If you had a maybe a right of center persuasion, you didn't like Strauss-Kahn, you didn't like French socialists, you don't like the lending policies of the IMF, there was a sense of delight this guy had been pulled from his first-class Air France seat and sent to Rikers Island in the best American traditions.
So it all came together to convict the man before anyone - most of us, including myself, had asked some common-sense questions, not the least of which was does this really make sense for him to do? And were the details that were known to us merely from the very beginning of the trial, did they correspond to the idea that - that a sexual assault had actually taken place?

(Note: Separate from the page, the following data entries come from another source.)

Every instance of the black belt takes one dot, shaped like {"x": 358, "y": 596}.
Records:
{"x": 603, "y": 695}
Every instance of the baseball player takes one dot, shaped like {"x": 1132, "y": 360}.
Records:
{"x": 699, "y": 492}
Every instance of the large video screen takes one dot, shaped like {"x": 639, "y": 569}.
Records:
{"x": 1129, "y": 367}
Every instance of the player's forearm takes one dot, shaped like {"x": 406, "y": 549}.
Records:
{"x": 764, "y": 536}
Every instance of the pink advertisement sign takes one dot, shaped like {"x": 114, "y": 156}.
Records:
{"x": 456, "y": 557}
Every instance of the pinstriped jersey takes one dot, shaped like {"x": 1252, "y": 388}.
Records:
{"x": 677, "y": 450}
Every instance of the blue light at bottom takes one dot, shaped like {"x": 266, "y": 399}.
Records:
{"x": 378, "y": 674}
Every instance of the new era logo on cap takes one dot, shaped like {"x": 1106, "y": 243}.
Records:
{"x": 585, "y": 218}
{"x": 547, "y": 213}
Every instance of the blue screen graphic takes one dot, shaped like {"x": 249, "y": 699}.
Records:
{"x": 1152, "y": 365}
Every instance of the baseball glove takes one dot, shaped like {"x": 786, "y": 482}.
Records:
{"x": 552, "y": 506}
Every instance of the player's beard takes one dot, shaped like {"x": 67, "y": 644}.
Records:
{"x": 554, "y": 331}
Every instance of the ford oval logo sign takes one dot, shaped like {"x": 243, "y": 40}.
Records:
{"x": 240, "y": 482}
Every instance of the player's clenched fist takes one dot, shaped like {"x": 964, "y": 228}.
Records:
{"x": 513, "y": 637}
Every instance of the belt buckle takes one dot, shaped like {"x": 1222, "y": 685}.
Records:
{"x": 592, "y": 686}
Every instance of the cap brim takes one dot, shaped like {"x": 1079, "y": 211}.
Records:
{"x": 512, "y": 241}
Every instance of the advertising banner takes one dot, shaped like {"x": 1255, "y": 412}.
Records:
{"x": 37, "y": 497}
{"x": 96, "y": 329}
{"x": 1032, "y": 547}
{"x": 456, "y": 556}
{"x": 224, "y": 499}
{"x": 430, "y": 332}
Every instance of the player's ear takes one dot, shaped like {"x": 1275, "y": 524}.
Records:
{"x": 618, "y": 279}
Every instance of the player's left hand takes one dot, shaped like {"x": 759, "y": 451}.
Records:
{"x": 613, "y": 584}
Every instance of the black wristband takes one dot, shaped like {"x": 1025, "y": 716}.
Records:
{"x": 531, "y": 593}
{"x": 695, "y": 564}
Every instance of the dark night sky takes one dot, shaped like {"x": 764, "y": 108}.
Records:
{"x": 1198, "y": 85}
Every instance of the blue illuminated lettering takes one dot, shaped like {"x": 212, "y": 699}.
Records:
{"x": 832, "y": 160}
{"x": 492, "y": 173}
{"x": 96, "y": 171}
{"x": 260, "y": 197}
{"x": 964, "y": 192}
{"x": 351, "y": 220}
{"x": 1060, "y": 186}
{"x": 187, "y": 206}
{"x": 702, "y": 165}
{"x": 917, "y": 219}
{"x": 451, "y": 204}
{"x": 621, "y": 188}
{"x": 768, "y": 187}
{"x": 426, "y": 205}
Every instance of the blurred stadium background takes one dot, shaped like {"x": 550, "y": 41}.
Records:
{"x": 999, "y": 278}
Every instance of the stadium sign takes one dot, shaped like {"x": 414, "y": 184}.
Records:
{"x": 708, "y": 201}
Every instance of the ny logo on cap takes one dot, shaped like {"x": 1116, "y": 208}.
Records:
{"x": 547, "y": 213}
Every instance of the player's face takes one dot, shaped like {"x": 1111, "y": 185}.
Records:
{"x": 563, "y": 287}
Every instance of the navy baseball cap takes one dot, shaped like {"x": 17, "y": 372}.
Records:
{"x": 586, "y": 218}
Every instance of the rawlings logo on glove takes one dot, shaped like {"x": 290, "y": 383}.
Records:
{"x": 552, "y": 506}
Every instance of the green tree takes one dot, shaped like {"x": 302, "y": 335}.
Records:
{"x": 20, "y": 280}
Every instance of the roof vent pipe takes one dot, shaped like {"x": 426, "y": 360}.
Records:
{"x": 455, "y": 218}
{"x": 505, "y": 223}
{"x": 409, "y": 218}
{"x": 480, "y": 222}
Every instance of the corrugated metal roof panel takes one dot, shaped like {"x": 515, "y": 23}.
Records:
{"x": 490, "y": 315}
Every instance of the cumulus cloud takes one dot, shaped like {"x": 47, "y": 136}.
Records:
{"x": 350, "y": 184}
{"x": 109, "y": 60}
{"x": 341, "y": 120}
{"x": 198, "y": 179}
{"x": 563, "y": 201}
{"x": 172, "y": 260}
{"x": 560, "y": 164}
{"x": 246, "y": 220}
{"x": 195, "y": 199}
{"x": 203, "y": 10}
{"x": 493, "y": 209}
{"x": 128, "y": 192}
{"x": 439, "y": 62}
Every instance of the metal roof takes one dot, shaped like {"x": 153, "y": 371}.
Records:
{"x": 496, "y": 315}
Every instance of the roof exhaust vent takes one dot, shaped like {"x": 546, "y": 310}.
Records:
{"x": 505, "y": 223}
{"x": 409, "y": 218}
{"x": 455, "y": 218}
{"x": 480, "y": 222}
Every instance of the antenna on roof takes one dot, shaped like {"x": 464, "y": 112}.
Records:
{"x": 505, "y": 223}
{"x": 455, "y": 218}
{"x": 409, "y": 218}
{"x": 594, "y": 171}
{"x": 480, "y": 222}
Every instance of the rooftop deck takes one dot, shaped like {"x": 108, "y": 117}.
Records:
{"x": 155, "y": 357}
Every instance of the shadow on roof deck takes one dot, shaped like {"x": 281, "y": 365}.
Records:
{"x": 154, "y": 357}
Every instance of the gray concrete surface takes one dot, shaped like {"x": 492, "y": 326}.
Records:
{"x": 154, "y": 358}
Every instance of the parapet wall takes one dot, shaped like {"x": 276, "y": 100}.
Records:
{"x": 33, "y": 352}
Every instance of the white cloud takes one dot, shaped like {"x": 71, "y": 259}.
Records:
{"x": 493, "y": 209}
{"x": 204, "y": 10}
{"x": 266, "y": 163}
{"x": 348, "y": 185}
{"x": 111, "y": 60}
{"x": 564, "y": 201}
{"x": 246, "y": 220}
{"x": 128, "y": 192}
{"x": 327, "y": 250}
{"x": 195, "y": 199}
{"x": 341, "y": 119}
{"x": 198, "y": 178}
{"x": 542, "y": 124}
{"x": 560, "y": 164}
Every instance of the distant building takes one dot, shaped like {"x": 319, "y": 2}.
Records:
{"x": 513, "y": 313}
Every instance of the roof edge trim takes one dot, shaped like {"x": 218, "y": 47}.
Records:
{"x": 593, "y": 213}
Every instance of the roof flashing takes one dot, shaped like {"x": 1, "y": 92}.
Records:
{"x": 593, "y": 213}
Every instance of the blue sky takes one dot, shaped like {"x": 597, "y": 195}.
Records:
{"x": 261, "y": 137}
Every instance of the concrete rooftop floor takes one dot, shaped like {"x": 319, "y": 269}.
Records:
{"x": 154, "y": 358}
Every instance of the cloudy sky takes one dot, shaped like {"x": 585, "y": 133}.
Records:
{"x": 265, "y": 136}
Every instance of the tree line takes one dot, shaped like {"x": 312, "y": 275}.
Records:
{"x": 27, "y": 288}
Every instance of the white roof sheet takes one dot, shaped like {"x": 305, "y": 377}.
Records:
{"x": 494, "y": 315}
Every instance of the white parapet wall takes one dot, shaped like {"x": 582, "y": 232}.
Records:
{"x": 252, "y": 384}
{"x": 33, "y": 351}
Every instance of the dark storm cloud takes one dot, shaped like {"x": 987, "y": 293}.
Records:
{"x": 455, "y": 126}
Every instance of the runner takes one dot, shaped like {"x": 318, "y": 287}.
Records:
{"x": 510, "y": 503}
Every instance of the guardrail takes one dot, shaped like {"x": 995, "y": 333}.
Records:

I think this happens in more than just the case of DSK. I think it's pervasive in the was we make news judgments about different stories. We mistake anecdote for data, and that's what we did here. There were anecdotes about DSK and we suggested that this led inescapably to a conclusion. We forget that stories in life and in history as well tend to be crooked.
Zakaria: We're going to leave the DSK business here, but with one footnote that we need to remember - rape charges are still pending against Dominique Strauss-Kahn.